Monday, May 24, 2010

Pentecost, Confirmation, Creeds, and Actions

Yesterday was a huge day at church for me, and by huge, I really mean long. I was there by 7:30, and was still there at 1:00. This year, I spent more time at church on Pentecost than I did for Easter.

I was there for the Rite of Confirmation, and for a variety of reasons, we confirmed youth at both services. I put stoles around the shoulders of the confirmands, and I read a part of the service about the candle they were being presented. I loved being part of the service.

I sat through the rest of the service thinking about my own Confirmation. We had just started using the new green hymnal, and so I was supremely nervous about my ability to say the Creed, with the new language. I felt like I was being hypocritical, because I wasn't sure I really believed what I was saying. I worried about insulting God with my hypocrisy. I was also supremely aware of my extended family in the pews, people who had made a very long journey to see this Rite. I didn't want to let them down, so I went through with the service, even though I suspected that God was disgusted with me for my hypocrisy.

Where did I get these strange, non-grace filled visions of God? Was it from the Lutheran churches of my youth? From popular culture? Some traumatic memory from childhood?

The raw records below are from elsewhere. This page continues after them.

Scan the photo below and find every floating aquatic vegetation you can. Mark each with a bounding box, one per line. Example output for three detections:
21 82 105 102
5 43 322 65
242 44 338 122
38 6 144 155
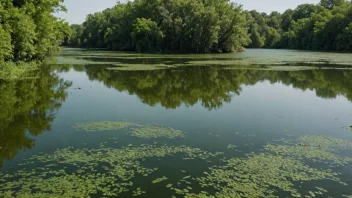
265 144 352 166
133 188 147 197
0 145 217 198
298 135 352 151
227 144 237 149
130 126 185 139
72 121 137 132
152 176 167 184
197 153 343 198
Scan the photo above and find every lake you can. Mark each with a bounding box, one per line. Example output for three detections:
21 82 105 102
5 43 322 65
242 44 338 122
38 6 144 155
0 49 352 198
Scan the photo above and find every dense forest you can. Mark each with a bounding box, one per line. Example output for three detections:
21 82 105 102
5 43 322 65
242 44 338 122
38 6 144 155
0 0 352 63
0 0 70 64
66 0 352 53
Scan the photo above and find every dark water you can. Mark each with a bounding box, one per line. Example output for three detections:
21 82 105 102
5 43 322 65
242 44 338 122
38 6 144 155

I did go to a Presbyterian school (for 3rd, 5th, and 6th grade), and we had chapel every Friday. In 5th or 6th grade we had a particularly troublesome pastor who came in to do the chapel sermon. We got a stinging lecture about the tortures of hell, and then there was an altar call of sorts, where we were encouraged to invite Jesus into our hearts to be our Lord and Savior.

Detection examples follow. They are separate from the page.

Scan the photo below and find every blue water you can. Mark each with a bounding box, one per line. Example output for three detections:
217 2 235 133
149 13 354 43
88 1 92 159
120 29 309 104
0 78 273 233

When anyone asks me if I'm saved, I think of those Fridays, where I prayed fervently on a weekly basis. Then I worried that maybe Jesus couldn't hear me, because everyone else was praying at the same time. To correct that, I prayed throughout the week. It's no wonder I was a bit confused throughout my youth.

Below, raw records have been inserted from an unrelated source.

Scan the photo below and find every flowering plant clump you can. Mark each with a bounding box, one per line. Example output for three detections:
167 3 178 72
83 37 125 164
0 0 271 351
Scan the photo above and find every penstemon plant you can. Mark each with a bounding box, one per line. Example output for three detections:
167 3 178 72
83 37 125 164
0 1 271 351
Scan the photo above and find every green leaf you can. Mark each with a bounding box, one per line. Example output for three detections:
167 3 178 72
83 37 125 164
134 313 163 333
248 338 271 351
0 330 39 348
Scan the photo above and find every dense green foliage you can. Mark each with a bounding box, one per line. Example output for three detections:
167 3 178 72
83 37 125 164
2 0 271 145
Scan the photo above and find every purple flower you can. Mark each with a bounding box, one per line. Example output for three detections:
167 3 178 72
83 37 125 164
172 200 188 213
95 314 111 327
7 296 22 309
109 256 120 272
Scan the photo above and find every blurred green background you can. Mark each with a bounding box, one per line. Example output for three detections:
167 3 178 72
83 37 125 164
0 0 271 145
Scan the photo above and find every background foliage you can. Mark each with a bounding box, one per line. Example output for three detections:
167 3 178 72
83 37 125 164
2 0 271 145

My parents had no idea that any of this was going on. They sent me to the Presbyterian school because the public schools were so dreadful; this was the 70's, the era of the open classroom, and children learning at their own pace. When I worked my own way from the 4th grade curriculum through the 6th grade curriculum in one year, they put me in the private school. They had no idea that I was getting a hellfire and brimstone education at the same time.

Now, as I recite the Creed, I'm still not sure how much of it believe. I think one of the big mistakes the Church has made has been to emphasize these Creeds. I think belief comes through our actions, not by our attempt to make up our minds. If I was writing a Creed, I'd probably have a different set of items that I'd emphasize.

But I no longer worry about God's anger about my hypocrisy in reciting a Creed that I'm no longer sure I fully accept. I assume that God is far more sorrowful about my inability to refrain from malicious gossipping. I know that God hates the hypocrisy of a powerful nation that can't even provide minimum shelter for all its citizens. I feel certain that God can't understand our desire for profits trumping our care for the planet. My doubt about Church and Creed is probably very low on God's lists of things to care about.